This gives us a practical deployment framework:
| Tool type | Safe speculative action | Riskier action to avoid or transform |
|---|---|---|
| Web search | Run search early, cache result | None, unless rate limits or privacy apply |
| URL fetch | Fetch and cache page content | Fetch authenticated or sensitive URLs without policy |
| File read | Open likely files in sandbox or cache | Reading restricted paths without permission scope |
| Code test | Prepare runtime, maybe run in isolated workspace | Mutating shared state or external services |
| Package install | Dry run, dependency resolution, staging environment | Installing into the live execution environment |
| External API call | Usually no full speculation unless explicitly idempotent | Committing transactions, sending messages, writing records |
The important phrase is “unless explicitly.” PASTE’s paper states that the system does not infer side-effect freedom automatically. This is not a weakness; it is a necessary restraint. In business automation, policy should carry the responsibility for what may be pre-executed. The model should not be trusted to decide whether a CRM update, payment action, or compliance filing is “probably fine.”

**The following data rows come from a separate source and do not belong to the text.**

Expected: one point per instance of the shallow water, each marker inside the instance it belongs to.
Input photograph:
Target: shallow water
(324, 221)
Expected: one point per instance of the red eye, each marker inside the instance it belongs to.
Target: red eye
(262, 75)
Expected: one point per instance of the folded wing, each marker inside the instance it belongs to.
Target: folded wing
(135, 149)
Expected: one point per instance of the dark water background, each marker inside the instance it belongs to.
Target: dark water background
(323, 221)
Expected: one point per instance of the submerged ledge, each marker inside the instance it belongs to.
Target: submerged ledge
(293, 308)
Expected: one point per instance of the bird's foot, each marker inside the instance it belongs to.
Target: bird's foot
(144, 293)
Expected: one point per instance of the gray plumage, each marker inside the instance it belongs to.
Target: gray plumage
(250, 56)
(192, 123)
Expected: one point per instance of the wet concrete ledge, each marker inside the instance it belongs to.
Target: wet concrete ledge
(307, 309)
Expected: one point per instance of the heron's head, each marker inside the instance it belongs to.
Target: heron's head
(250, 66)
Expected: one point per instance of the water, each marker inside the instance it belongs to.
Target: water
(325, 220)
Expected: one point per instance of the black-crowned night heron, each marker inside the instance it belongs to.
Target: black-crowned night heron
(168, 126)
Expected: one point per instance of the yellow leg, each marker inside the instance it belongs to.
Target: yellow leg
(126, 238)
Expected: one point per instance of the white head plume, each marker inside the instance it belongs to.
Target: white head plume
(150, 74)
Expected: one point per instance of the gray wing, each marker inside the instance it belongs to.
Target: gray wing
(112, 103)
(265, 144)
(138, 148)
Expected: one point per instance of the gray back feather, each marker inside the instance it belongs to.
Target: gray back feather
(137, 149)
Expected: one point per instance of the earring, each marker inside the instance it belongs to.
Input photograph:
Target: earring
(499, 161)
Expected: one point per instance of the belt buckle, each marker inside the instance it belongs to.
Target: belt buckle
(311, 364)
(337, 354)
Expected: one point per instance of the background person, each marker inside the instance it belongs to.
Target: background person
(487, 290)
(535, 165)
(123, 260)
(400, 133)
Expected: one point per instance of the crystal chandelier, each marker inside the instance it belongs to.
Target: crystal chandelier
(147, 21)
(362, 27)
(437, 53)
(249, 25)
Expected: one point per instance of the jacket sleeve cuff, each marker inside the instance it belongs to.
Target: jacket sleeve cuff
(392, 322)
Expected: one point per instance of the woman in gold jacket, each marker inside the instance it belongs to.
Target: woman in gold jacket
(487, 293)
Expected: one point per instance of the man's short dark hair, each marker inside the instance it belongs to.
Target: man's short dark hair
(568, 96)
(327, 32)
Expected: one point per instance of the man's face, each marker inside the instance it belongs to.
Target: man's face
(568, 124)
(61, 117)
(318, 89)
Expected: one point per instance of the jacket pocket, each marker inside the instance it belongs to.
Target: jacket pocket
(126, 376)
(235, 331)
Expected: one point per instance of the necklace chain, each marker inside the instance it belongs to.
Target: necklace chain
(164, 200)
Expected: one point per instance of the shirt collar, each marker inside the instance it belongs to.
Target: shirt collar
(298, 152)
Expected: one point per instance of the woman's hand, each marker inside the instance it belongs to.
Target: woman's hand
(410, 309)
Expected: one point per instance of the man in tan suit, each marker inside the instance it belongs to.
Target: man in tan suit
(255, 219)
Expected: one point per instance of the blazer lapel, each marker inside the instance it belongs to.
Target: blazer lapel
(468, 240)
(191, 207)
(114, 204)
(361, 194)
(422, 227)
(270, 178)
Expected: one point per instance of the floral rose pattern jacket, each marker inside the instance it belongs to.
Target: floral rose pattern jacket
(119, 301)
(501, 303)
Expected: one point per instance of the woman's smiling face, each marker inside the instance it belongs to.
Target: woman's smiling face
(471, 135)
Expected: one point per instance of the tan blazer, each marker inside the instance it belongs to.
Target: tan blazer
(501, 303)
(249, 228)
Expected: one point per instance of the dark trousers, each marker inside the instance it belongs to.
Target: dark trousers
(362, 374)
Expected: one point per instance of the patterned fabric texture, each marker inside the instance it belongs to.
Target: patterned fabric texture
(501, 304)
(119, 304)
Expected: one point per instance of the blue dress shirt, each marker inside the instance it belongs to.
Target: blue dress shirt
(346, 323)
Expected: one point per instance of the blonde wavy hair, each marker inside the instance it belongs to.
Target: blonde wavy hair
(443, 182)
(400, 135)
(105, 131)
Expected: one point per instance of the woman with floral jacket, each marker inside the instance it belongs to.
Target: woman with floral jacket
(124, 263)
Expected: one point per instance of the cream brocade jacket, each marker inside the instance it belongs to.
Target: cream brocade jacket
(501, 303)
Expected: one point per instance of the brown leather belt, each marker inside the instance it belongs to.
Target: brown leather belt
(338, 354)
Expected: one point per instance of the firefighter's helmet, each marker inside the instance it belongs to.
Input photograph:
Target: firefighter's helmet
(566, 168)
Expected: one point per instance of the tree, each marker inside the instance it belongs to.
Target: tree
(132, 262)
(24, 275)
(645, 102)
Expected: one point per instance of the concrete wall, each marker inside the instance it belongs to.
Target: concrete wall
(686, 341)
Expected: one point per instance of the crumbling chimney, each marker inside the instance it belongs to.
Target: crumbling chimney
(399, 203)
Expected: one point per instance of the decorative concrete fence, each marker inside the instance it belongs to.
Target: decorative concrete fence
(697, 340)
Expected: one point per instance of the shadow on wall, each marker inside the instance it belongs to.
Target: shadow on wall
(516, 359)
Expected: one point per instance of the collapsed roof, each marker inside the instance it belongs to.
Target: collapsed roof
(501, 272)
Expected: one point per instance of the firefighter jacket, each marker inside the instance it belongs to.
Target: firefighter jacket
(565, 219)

Probably fine is not a control framework.
The evidence says PASTE wins by overlap, not by magic
The evaluation uses three agents and three benchmark families: VirtualLab for scientific workflows, Qwen Deep Research for open-ended research, and gemini-cli for coding and general-purpose tasks. The benchmarks include DeepResearchBench, SWE-bench, and ScholarQA. The baselines are ORION, a serverless DAG execution system, and SpecFaaS, a speculative serverless execution system.
The experimental setup is substantial: four nodes, each with 96 AMD EPYC vCPUs, 512 GB memory, and eight NVIDIA A100 80GB GPUs. The paper uses both proprietary LLM APIs and a locally hosted Qwen-DeepResearch-30B model, and mines patterns on historical tasks while evaluating on disjoint new tasks.
The strongest headline results are:
| Result area | Reported result | Likely purpose of test | What it supports | What it does not prove |
|---|---|---|---|---|
| End-to-end latency | Up to 48.5% average reduction; p95/p99 reductions up to 48.6%/61.9% | Main evidence | PASTE improves user-visible completion time in tested agent workloads | That every agent workload will see similar gains |
| Tool latency | Up to 55.2% average reduction; p95/p99 reductions up to 59.3%/60.6% | Main evidence | Speculative execution shortens effective tool critical path | That underlying tool execution itself became faster |
| Tool-wait time | 67% reduction | Mechanism evidence | Speedup comes from hiding stalls through overlap | That the agent reasons better or uses fewer tools |
| Scalability | At each concurrency, PASTE sustains at least 1.76×/2.05× higher speedup versus ORION/SpecFaaS | Robustness/sensitivity test | Opportunistic scheduling remains useful under concurrent sessions | That resource budgets can be ignored |
| Prediction quality | Up to 27.8% Top-1 accuracy, 43.9% Top-3 recall, 93.8% overall hit rate | Diagnostic / mechanism evidence | Useful speculation can work even when the top prediction is imperfect | That the predictor always knows the next action precisely |
| Side effects | 602 potentially side-effecting speculative actions detected among over 20,000 speculative actions; no divergent final result | Safety evaluation | Policy and sandboxing can contain unsafe guesses in the tested setup | That all side effects in arbitrary enterprise tools are solved |
| Resource overhead | Per second of latency reduction: 0.02 core-seconds CPU, 2.6 MB memory, 0.9 MB bandwidth; less than 100 ms scheduling/prediction overhead | Overhead / practicality test | Sidecar deployment can be lightweight under tested settings | That overhead is negligible under every tool mix |
The most interesting evidence is not the average latency number. Average latency numbers are good for headlines and bad for understanding. The mechanism evidence is more valuable: PASTE reduces waiting by overlapping speculative tool work with LLM generation. The agent is still in a serial loop logically, but the runtime starts to pipeline parts of that loop whenever patterns make the future sufficiently predictable.
That distinction prevents a common misreading. PASTE does not remove dependencies. It exploits cases where the dependency is already partially resolved. Once a search result exists, the next likely fetch target may be derivable. Once a file edit succeeds, the validation command is often predictable. Once a tool failure occurs, the fallback path may be patterned.
The system is not clairvoyant. It is opportunistic.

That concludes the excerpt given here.